Глядя, как он заходит внутрь, поставила машину на противоположной стороне и устремилась за ним.
Это здание мне было хорошо знакомо: здесь располагались офис и квартира адвоката Симони, специалиста по гражданским делам, защищавшего интересы ДАГа, и вдобавок мужа актрисы Эстер Симони, которая дублировала мать Мелоди.
Любопытно, зачем пожаловал сюда Паста? Если дело касается нашей фирмы, то такие контакты не в его компетенции — в любом случае мне было необходимо хоть что-то разузнать.
Я пересекла холл, отделанный черным и серым мрамором, прошла мимо небольшого фонтана в центре и направилась прямо к консьержке, выглядывавшей из привратницкой, как птица из гнезда.
— Мужчина в белой рубашке прошел к адвокату Симони?
Она посмотрела на меня без всякого выражения и уткнулась в кроссворд. Я повторила вопрос.
— Простите, — холодно бросила она, — а вы кто такая?
— Не имеет значения, — отрезала я и решительно положила перед ней бумажку в десять тысяч лир.
Консьержка не выказала никакого удивления. Спокойно, точно я платила ей проигрыш после партии в покер, взяла деньги и спрятала в карман цветастого фартука.
— Он сразу прошел к лифту. Но, когда явился в первый раз, спросил адвоката.

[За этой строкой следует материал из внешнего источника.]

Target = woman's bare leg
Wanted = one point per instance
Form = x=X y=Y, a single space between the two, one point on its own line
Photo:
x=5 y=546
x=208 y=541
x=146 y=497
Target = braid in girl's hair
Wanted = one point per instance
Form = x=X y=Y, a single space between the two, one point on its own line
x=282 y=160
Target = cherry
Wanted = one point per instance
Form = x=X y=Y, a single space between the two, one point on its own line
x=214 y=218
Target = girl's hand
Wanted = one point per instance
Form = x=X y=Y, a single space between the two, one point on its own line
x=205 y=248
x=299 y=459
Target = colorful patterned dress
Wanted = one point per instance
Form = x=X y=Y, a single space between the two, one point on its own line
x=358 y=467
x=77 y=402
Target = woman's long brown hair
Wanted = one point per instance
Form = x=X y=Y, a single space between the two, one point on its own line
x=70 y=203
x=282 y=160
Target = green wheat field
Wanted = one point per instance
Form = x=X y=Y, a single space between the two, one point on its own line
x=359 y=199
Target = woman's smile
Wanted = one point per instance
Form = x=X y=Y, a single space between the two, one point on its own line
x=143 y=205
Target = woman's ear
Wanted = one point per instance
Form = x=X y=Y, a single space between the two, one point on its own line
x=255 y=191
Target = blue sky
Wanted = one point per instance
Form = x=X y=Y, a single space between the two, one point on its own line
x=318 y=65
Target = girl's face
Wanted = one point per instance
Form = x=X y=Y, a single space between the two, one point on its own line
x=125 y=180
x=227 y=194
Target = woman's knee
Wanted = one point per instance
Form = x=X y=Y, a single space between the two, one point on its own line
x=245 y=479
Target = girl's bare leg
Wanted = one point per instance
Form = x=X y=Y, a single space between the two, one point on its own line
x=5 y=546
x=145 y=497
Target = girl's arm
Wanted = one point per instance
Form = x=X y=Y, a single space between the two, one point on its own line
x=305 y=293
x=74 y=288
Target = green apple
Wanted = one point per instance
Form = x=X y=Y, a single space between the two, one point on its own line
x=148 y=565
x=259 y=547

— Значит, он часто здесь бывает?
— Тут много народу ходит, не упомнишь…
— А когда он в первый раз появился?
— Давно.
Я сунула ей еще десять тысяч.
— По-моему, еще зимой. — (Вторая бумажка отправилась вслед за первой.) — Но больше я ничего не знаю.
Я вышла. Снова задул сирокко, и в воздухе сразу почувствовалась солоноватая горечь. Вовсю кричали чайки. С невиданным упрямством я сидела в машине и ждала.
Через полчаса Паста с помрачневшим лицом нервной походкой спустился вниз. Я испугалась: вот сейчас он меня заметит.
Гонка продолжилась в обратном направлении с преодолением аналогичных препятствий. Правда, я стала осторожнее и увеличила было расстояние между нами, но тут же спохватилась, что рискую упустить его, обогнала выстроившиеся в ряд машины, в то время как он въезжал на мост Маттеотти, и действительно оказалась на самом виду; я ушла чуть вправо, решив пропустить часть машин, но вместо десятка их прорвалась целая сотня, и таким плотным потоком, что у меня совсем не было возможности вклиниться.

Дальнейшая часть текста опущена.